I invite you to celebrate her life by reading, citing and responding in your own way to one of her major life’s works: her 2017 dissertation: “Performative Wearables: Bodies, Fashion, and Technology”.
You can find it here: https://spectrum.library.concordia.ca/982473/
She covers some examples used in her dissertation here: https://vimeo.com/196041125
Valérie’s dissertation contributes to the field of wearables by carefully and clearly looking at our field with a combination of two powerful lenses: performativity and non-human agency. Performativity is a well-established lens articulated by Austin for speech acts, made popular by its use for gender by Judith Butler, for power by Jean-François Lyotard, and Karen Barad for cultural and feminist studies of science.
Explorations of non-human agency have taken on a recent urgency from the extinction and climate crises. Both these lenses have a long, interesting, convoluted intellectual history so I especially appreciate Valérie’s approach of using extensive case studies of applications familiar to us as a “soft” way into learning the conceptual underpinnings.
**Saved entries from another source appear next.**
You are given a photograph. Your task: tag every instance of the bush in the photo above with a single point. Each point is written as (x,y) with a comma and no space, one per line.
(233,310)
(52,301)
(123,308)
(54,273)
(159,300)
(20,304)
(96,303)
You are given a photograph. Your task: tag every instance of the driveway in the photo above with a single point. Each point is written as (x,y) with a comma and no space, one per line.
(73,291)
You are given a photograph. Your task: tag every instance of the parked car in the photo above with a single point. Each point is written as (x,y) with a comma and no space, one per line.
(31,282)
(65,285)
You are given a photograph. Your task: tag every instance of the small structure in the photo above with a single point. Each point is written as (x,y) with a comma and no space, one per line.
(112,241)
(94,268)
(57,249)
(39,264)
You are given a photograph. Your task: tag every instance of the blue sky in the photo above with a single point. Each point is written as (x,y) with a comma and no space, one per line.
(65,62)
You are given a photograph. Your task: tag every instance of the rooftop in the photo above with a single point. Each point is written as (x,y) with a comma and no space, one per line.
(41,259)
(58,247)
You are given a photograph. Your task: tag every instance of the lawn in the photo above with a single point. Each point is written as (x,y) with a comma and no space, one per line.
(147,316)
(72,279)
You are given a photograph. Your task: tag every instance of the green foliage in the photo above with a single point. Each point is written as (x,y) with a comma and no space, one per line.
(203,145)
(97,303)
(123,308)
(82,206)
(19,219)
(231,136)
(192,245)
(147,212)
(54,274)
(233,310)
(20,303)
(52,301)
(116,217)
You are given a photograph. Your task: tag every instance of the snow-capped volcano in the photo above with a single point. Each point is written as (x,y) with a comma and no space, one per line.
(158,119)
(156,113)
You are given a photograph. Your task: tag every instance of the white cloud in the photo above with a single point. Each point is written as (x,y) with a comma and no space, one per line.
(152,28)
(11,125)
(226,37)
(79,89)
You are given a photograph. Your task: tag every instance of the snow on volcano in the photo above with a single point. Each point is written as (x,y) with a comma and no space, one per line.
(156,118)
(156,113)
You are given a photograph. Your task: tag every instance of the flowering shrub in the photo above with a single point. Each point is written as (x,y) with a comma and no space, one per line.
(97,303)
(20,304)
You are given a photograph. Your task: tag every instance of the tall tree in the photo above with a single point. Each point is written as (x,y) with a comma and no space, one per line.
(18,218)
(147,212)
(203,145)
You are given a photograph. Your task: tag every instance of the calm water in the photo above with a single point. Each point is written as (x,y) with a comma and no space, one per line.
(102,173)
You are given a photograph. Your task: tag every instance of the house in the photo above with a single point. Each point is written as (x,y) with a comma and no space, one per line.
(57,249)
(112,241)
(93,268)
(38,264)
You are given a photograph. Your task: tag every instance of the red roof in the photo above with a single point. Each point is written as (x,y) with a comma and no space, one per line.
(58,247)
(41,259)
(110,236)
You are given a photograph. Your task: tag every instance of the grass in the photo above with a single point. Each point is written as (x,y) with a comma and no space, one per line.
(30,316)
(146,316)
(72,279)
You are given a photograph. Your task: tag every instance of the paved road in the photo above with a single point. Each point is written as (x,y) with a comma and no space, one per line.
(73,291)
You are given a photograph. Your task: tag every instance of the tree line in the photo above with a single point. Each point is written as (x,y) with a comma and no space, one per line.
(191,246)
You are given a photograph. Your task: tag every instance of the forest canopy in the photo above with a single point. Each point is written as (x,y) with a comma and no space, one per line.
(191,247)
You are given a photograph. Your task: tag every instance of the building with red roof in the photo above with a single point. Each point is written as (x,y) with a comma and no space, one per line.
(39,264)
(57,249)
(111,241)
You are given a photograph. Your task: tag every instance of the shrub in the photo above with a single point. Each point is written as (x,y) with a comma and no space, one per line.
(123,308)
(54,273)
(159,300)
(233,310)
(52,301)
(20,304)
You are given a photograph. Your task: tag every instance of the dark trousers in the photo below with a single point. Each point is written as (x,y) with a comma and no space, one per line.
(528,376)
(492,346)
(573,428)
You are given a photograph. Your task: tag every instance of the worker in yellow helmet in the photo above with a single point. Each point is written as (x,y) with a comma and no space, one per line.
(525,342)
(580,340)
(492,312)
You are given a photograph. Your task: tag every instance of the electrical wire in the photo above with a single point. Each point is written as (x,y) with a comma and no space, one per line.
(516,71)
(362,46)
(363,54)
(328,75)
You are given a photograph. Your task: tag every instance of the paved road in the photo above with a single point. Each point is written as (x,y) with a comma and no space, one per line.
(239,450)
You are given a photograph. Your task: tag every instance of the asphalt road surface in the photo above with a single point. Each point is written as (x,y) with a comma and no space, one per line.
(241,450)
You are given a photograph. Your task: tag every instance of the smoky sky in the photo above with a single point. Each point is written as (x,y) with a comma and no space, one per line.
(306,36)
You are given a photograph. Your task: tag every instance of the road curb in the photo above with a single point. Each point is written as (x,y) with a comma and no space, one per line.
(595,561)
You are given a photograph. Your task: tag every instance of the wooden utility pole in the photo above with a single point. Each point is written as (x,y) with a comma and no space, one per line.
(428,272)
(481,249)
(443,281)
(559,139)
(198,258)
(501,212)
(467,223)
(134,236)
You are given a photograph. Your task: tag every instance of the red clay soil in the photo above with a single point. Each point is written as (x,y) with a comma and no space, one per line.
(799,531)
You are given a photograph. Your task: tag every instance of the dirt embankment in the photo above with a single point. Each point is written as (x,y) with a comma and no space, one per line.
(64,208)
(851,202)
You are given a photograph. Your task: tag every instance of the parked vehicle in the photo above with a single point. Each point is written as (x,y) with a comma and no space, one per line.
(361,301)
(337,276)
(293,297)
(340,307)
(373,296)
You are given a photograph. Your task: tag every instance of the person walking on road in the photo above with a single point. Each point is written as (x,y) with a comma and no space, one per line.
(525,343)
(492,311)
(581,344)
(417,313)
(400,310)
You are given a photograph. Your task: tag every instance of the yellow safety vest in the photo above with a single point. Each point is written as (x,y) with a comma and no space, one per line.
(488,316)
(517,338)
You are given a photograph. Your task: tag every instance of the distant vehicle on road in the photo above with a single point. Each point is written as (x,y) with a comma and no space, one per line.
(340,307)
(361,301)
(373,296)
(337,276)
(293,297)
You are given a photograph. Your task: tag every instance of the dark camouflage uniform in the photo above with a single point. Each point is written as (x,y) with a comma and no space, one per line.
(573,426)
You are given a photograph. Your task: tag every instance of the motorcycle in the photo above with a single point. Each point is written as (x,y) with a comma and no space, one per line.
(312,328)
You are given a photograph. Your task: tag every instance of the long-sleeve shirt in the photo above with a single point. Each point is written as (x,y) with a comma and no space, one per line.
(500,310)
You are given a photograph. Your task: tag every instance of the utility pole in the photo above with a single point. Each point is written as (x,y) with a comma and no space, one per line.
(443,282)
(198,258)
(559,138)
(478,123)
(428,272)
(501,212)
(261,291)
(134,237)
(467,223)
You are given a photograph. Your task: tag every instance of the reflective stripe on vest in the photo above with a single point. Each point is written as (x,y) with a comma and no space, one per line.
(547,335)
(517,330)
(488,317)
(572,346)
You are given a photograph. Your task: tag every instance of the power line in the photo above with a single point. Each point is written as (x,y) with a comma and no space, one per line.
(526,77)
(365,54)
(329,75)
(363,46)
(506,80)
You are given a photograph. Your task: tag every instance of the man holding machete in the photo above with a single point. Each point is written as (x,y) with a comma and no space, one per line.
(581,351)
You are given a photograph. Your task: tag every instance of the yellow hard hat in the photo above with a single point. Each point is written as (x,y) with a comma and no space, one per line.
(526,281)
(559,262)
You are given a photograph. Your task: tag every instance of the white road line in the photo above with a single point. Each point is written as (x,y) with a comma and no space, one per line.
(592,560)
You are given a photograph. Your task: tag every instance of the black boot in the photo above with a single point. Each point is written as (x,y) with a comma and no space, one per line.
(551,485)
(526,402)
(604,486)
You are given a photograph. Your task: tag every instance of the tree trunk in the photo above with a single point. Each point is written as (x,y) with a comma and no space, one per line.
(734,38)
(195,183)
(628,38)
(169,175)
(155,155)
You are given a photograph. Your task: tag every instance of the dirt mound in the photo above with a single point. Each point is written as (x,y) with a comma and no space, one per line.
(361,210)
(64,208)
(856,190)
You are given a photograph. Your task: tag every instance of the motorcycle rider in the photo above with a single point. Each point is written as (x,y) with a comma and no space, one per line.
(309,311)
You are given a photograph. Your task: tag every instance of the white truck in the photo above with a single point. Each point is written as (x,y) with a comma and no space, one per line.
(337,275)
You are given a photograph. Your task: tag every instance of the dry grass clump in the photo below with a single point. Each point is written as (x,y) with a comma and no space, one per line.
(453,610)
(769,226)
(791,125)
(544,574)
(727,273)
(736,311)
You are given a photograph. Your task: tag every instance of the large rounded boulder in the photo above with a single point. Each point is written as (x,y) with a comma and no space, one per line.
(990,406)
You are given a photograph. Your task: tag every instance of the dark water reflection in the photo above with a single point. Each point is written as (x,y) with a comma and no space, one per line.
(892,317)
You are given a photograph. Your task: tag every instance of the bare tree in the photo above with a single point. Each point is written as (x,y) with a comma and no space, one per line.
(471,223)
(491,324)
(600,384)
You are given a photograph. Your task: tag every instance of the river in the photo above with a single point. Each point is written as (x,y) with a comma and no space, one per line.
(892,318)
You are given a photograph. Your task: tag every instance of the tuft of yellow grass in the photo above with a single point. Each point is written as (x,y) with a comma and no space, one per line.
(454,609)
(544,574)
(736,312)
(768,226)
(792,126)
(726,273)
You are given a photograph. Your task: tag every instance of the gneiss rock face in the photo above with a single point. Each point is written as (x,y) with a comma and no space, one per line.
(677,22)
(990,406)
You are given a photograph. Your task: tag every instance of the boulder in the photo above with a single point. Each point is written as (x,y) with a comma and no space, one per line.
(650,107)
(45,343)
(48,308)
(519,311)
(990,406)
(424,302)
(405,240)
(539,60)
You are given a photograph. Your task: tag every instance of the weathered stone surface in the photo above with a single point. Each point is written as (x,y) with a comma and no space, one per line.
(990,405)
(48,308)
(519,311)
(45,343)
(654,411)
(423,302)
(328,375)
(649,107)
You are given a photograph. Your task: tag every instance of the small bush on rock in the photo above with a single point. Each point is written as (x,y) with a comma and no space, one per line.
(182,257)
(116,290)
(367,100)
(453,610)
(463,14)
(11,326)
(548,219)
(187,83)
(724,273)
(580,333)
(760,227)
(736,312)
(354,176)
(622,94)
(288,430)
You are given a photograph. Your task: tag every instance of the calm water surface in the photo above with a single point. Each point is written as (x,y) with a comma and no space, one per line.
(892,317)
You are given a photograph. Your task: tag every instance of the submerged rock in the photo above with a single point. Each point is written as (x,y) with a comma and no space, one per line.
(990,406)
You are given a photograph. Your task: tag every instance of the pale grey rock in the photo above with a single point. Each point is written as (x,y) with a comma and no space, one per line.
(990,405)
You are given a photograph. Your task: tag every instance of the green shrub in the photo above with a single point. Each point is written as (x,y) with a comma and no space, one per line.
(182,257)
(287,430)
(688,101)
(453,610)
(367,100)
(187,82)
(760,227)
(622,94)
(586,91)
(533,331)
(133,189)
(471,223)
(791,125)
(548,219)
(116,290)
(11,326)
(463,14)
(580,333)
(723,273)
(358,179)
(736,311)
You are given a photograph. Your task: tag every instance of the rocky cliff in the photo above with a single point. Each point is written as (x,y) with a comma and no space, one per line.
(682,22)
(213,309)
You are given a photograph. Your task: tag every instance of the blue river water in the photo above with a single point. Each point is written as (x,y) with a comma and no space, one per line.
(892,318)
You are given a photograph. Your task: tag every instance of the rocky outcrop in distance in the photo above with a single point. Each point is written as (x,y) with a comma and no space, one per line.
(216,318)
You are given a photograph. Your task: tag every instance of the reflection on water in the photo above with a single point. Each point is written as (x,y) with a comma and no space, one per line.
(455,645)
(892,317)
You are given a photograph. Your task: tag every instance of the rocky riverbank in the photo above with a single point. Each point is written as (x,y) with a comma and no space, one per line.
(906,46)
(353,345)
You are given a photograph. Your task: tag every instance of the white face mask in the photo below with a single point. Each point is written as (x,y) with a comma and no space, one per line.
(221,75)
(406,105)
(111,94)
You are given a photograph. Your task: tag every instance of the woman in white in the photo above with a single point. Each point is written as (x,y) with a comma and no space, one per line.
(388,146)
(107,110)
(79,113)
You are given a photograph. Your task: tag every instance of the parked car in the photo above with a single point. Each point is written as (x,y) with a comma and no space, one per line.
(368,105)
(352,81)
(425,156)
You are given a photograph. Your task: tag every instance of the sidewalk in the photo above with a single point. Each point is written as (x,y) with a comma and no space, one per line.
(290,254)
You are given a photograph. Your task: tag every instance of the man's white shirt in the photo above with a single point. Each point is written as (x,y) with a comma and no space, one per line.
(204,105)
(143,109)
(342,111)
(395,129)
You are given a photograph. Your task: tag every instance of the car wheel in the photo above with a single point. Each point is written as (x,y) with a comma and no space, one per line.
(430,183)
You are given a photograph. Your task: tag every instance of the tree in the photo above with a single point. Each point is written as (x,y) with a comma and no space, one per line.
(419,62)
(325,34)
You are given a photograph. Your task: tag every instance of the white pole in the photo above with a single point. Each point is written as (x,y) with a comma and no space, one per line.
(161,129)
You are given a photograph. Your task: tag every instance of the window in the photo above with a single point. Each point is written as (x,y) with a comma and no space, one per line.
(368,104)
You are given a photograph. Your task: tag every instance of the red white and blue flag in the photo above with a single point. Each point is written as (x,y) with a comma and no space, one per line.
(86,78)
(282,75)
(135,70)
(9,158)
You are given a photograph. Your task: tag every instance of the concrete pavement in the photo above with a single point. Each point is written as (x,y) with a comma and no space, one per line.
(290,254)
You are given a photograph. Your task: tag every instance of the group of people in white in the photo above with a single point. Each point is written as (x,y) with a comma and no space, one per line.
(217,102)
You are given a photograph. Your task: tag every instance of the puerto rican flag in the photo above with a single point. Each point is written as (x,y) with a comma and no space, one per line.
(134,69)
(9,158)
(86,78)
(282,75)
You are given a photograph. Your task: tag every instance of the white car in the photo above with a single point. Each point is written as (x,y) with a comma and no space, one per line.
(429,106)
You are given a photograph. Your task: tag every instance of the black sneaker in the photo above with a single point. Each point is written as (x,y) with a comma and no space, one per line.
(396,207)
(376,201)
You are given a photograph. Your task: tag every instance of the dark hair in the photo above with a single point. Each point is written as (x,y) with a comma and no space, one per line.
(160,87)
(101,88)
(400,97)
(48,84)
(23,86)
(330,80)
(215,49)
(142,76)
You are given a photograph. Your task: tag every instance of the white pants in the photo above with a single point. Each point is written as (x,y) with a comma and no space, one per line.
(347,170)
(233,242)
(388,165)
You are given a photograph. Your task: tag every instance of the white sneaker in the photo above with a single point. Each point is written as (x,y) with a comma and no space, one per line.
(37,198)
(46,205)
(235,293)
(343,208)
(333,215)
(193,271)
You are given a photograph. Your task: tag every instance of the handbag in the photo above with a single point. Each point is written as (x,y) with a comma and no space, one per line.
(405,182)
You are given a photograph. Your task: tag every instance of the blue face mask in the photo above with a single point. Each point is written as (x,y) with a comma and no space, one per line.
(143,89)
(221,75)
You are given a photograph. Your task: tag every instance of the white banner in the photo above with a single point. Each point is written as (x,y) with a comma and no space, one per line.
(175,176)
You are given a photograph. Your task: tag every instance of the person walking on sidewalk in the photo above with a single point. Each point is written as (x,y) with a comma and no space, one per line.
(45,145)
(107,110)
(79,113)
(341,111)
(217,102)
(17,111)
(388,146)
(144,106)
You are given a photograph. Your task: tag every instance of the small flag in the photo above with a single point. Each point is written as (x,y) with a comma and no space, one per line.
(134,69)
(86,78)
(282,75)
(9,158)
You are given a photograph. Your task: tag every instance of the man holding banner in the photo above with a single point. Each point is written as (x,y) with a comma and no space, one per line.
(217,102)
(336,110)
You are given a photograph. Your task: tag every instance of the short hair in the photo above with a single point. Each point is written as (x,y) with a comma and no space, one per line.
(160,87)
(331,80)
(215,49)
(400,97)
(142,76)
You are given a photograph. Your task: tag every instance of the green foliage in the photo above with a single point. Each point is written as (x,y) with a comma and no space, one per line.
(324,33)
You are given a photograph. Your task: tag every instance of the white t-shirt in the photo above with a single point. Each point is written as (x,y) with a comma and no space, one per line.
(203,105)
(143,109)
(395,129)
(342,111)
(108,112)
What might you be able to do with the deeper understanding that comes from reading this work? It can give you a grasp on the thorny problem of cultural uptake- which designs will have lasting impact? Why do we see the same designs (tropes) being recycled in the field, e.g., cellphone/music player controlling backpacks? It can deepen understanding and appreciation of recent exploratory work in the field. For example, Hannah Perner-Wilson, has been exploring and celebrating the humble pin. She has moved from from pin as a tool, to pin as a material and in her recent whimsical work to pin as an active agent with its own agendas.
I was using performativity, non-human agency and related lenses in my studies of the history of electronic musical instruments while I was in the same program as Valérie at Concordia (INDI). As I surveyed images of the labs. where these musical instruments were created in the last 100 years, I saw one piece of apparatus “photobombing” every picture: the oscilloscope. I no longer see this as a prop or minor tool of the trade. As a non-neutral visualizer of certain sounds it has huge agency over what these electronic musical instruments did. It delayed the adoption of “noisy” and “chaotic” sounds because they don’t visualize well on the traditional oscilloscope. And so it is with the battery of wearable technology. The battery’s promise to deliver power is underwritten by our promise to recharge them. This agency of entrainment has induced “range anxiety” ever since the wearables of the nineteenth century to modern electric vehicles.
As Melissa Coleman and Troy Nachtigall just pointed out, Valérie Lamontagne, did not have a chance to expand and broadly diffuse the fruits of her Ph. D. labor. Dissertation work can easily get lost in libraries and obscure university web sites because it isn’t indexed as well as conference/journal/book publications. It has only 4 citations in scholar.google.com as I write this.
Even as we struggle with our shock and sorrow, let’s read and share her deep and valuable work.